Asymptotic Performance of Time-Varying Bayesian Optimization
Anthony Bardou, Patrick Thiran
TL;DR
This work analyzes the asymptotic regret performance of Time-Varying Bayesian Optimization (TVBO) under four popular stationary temporal kernel classes by exploiting the spectral properties of the spatio-temporal covariance operator. It shows that for broadband and band-limited kernels, any TVBO algorithm suffers linear cumulative regret, i.e., R_n ∈ Θ(n), while for almost-periodic and low-rank temporal kernels, the regret scales sublinearly, R_n ∈ o(n), under GP-UCB, with mutual information I(f_n, y_n) ∈ o(n). The analysis hinges on a spectral-density classification of k_T and establishes a Nyquist-type relationship for band-limited kernels, linking temporal sampling to achievable performance.
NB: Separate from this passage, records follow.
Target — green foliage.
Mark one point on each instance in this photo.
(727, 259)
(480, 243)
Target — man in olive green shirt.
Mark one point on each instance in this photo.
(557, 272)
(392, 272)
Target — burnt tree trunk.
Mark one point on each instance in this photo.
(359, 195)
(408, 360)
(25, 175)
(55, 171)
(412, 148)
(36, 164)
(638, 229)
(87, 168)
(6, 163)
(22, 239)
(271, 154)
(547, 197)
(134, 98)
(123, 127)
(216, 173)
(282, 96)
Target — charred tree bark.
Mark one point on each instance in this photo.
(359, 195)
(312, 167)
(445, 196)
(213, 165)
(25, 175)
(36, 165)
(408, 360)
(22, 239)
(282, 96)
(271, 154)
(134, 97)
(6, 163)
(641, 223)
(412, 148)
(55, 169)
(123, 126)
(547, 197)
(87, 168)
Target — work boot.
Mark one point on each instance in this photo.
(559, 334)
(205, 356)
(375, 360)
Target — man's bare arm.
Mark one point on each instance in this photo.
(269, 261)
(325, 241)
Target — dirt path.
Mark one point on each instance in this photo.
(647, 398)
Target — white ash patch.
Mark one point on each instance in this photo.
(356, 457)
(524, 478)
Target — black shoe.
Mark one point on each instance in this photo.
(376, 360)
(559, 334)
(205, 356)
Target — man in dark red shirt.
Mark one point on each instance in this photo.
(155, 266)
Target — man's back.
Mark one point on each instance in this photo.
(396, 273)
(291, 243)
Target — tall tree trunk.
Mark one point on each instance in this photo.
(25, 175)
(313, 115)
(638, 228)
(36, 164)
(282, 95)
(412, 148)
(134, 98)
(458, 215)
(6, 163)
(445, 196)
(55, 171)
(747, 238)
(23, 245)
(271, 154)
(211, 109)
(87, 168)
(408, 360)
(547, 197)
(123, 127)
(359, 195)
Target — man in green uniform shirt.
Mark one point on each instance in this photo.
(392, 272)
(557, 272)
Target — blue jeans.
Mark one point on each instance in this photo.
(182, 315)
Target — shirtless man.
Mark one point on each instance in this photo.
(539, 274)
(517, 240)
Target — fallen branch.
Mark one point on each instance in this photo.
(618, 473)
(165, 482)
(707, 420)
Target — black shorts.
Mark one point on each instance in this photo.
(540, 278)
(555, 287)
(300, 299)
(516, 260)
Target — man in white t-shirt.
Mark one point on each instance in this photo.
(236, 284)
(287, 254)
These results unify regret analyses across kernel classes and identify practical no-regret conditions for TVBO, supported by numerical experiments.
Abstract
Time-Varying Bayesian Optimization (TVBO) is the go-to framework for optimizing a time-varying black-box objective function that may be noisy and expensive to evaluate, but its excellent empirical performance remains to be understood theoretically. Is it possible for the instantaneous regret of a TVBO algorithm to vanish asymptotically, and if so, when? We answer this question of great importance by providing upper bounds and algorithm-independent lower bounds for the cumulative regret of TVBO algorithms. In doing so, we provide important insights about the TVBO framework and derive sufficient conditions for a TVBO algorithm to have the no-regret property. To the best of our knowledge, our analysis is the first to cover all major classes of stationary kernel functions used in practice.